African central bank governors and fintech leaders are currently negotiating the expansion of the Pan-African Payment and Settlement System (PAPSS). The main dispute concerns interoperability standards requiring commercial banks and mobile money platforms to connect through a unified clearinghouse.
Participants are also evaluating blockchain-powered settlement protocols to enable instant, lower-cost clearing of African currencies. The broader objective is to reduce reliance on the US dollar and euro while retaining processing fees within African economies.
At the same time, the establishment of unified standards for data sovereignty and cybersecurity was framed as a critical priority to confront rising global digital threats. The broader goal of the summit is to reduce transaction costs through a unified African financial technology infrastructure.

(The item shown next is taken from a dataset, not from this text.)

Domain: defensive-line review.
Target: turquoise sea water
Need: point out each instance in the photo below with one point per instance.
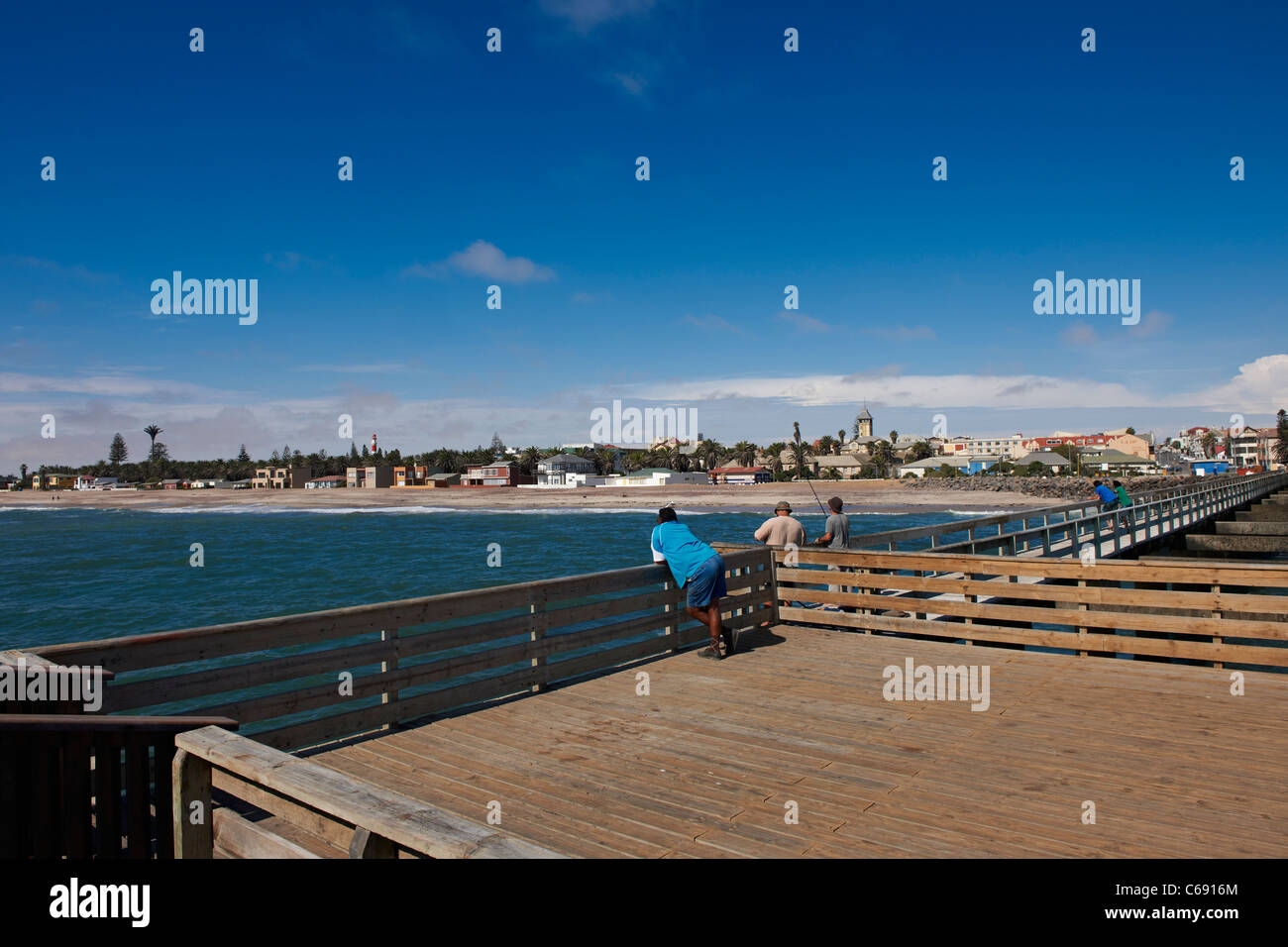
(81, 575)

The urgency surrounding these initiatives is closely linked to Africa’s rapidly expanding youth population. Political leaders and business elites gathered in Kigali broadly agreed that creating high-quality economic opportunities for young Africans has become an essential continental priority.
The 2026 Africa CEO Forum was presented not as a ceremonial social gathering, but as an active transition toward a more connected and self-sufficient African economic future.
Participants repeatedly emphasised that achieving scale through shared ownership is no longer optional, but a strategic necessity that will shape the continent’s future development trajectory.